Kent State University Marks 25th Anniversary of Shootings
KENT, Ohio (AP) _ The Kent State University campus looked back at tragedy Wednesday, 25 years after National Guardsmen opened fire and killed four students and Mary Ann Vecchio’s moment of agony was frozen in a Pulitzer Prize-winning photograph.
Vecchio, then a 14-year-old runaway, was pictured kneeling with arms upraised in horror over the body of Jeffrey Miller. She returned to campus for a cameo appearance as herself in a play about the May 4, 1970, shootings.
Her key line to actors portraying the slain students: ``You don’t have to be dead to be in purgatory.″
After the play she hugged and cried in the arms of Elaine Holstein of New York City, Jeffrey’s mother.
At the Wednesday afternoon close of a two-day symposium, veterans of campus protest tried to put the Kent State shootings into a larger context.
Charlayne Hunter-Gault, a ``MacNeil-Lehrer News Hour″ correspondent who was one of the first two black students admitted to the University of Georgia, said student activists of the 1960s and ’70s were not heroes. They were simply ``doing what they were born to do.″
``We were walking the freedom trail,″ she said.
Three days of unrest on the campus began with student protests against the Vietnam war and the U.S. invasion of Cambodia. Then-Gov. James A. Rhodes ordered the National Guard to restore order.
At 12:24 p.m. on May 4, as demonstrations raged around them, guardsmen opened fire.
In 13 seconds, 13 students were killed or wounded, stunning the nation and galvanizing the anti-war movement.
Vecchio’s appearance was for a play by Emerson College Professor J. Gregory Payne. In ``Kent State: A Requiem,″ the four dead students examine the events that led to the shootings.
Vecchio, who still has the same long, straight black hair and familiar almond-shaped eyes captured in John Filo’s photo, said she received hate mail for years after the shootings.
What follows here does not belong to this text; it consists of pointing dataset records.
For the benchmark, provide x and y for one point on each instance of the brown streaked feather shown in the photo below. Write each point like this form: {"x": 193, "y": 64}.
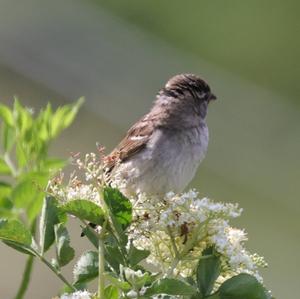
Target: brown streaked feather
{"x": 134, "y": 141}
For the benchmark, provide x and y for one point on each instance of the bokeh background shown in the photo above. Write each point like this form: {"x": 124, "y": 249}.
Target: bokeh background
{"x": 119, "y": 53}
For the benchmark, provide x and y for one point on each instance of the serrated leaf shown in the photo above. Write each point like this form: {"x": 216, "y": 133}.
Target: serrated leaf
{"x": 8, "y": 137}
{"x": 242, "y": 286}
{"x": 4, "y": 168}
{"x": 86, "y": 269}
{"x": 123, "y": 285}
{"x": 64, "y": 252}
{"x": 29, "y": 189}
{"x": 119, "y": 205}
{"x": 51, "y": 215}
{"x": 114, "y": 257}
{"x": 15, "y": 231}
{"x": 136, "y": 255}
{"x": 6, "y": 115}
{"x": 208, "y": 270}
{"x": 111, "y": 292}
{"x": 85, "y": 210}
{"x": 64, "y": 116}
{"x": 170, "y": 286}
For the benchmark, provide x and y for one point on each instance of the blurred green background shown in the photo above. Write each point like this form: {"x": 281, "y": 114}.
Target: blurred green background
{"x": 119, "y": 53}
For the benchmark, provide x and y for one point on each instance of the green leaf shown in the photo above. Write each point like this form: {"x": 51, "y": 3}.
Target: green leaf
{"x": 8, "y": 137}
{"x": 55, "y": 164}
{"x": 51, "y": 215}
{"x": 123, "y": 285}
{"x": 86, "y": 268}
{"x": 85, "y": 210}
{"x": 4, "y": 168}
{"x": 170, "y": 286}
{"x": 6, "y": 115}
{"x": 242, "y": 286}
{"x": 114, "y": 257}
{"x": 64, "y": 116}
{"x": 6, "y": 204}
{"x": 21, "y": 155}
{"x": 5, "y": 191}
{"x": 119, "y": 205}
{"x": 29, "y": 189}
{"x": 136, "y": 255}
{"x": 208, "y": 270}
{"x": 15, "y": 231}
{"x": 87, "y": 231}
{"x": 64, "y": 252}
{"x": 20, "y": 247}
{"x": 111, "y": 292}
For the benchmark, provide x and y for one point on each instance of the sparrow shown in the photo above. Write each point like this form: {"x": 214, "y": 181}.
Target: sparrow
{"x": 162, "y": 151}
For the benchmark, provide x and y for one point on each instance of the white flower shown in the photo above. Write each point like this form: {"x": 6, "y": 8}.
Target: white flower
{"x": 185, "y": 224}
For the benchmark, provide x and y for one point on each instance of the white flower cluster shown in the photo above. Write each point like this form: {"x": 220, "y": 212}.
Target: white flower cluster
{"x": 77, "y": 295}
{"x": 74, "y": 190}
{"x": 179, "y": 227}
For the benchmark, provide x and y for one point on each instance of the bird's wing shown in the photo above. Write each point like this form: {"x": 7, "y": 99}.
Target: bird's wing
{"x": 134, "y": 141}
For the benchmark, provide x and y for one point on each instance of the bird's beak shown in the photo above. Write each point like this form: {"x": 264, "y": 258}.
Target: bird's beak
{"x": 212, "y": 97}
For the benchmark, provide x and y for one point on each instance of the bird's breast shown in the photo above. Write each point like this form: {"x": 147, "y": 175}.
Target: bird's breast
{"x": 170, "y": 160}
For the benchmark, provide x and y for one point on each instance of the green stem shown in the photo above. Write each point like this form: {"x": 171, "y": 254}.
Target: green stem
{"x": 26, "y": 278}
{"x": 58, "y": 274}
{"x": 11, "y": 165}
{"x": 101, "y": 265}
{"x": 27, "y": 271}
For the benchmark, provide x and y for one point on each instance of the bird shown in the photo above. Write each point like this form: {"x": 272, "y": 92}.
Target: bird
{"x": 162, "y": 151}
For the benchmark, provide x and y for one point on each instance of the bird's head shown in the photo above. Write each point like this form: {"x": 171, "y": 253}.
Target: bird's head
{"x": 188, "y": 90}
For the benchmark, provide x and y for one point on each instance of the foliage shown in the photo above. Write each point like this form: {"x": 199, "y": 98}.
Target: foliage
{"x": 25, "y": 169}
{"x": 195, "y": 264}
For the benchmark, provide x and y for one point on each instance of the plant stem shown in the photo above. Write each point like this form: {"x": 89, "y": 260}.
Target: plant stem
{"x": 58, "y": 274}
{"x": 101, "y": 284}
{"x": 27, "y": 271}
{"x": 11, "y": 165}
{"x": 26, "y": 278}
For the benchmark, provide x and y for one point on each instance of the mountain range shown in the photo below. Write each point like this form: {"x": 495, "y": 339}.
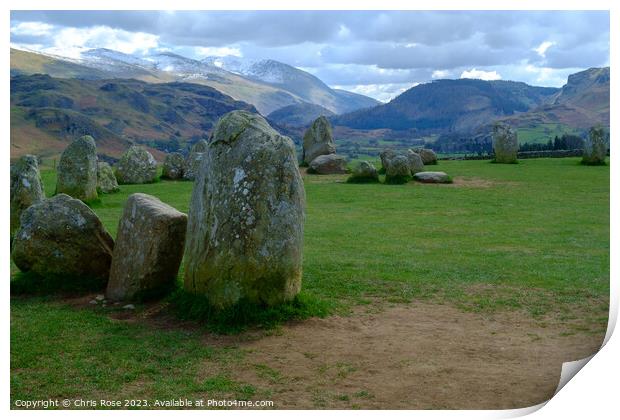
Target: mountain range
{"x": 267, "y": 84}
{"x": 166, "y": 101}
Her line in the play refers to that unwanted notoriety.
It was she who spoke it in real life as well, after a read-through of the play last month.
``She came up to me and said, `You know, you don’t have to be dead to be in purgatory. I feel like I’ve been there for 25 years,‴ Payne said.
Vecchio, a runaway from Miami, was picked up by the FBI several weeks later and returned to her parents. She eventually married a plumber from Kentucky, has three stepchildren and works as a restaurant cashier at a Las Vegas casino.
At 12:24 p.m. on Thursday, a bell will ring 15 times, once for each Kent State student killed or wounded, and once each for two Jackson State University students killed in a protest 10 days later.
Student interest in this year’s commemoration seemed lukewarm. Few of today’s undergraduates were even alive when Miller, Allison Krause, Sandy Scheur and Bill Schroeder were killed and nine others wounded.
At outdoor desks, vendors offering tarot readings and books on Che Guevera and Marxism competed with pitches for no-fee VISA and MasterCards.
``People of my generation have a hard time associating with it,″ said Dave Schelhorn, a 24-year-old graduate student from Hershey, Pa. ``I really didn’t know about it at all. Then I came here and started learning about it.″
Others had stronger feelings. A small group of conservative students chalked protests such as ``Anti-War Protesters Are At Fault for May 4″ on the sidewalk surrounding the memorial to that day.
A Portage County special grand jury found that the guardsmen acted in self-defense and exonerated them of criminal charges. Eight were later indicted on federal charges of violating the students’ civil rights, but those charges were dropped.
The wounded students and the families of the dead settled a $40 million suit out of court in January 1979 for $675,000.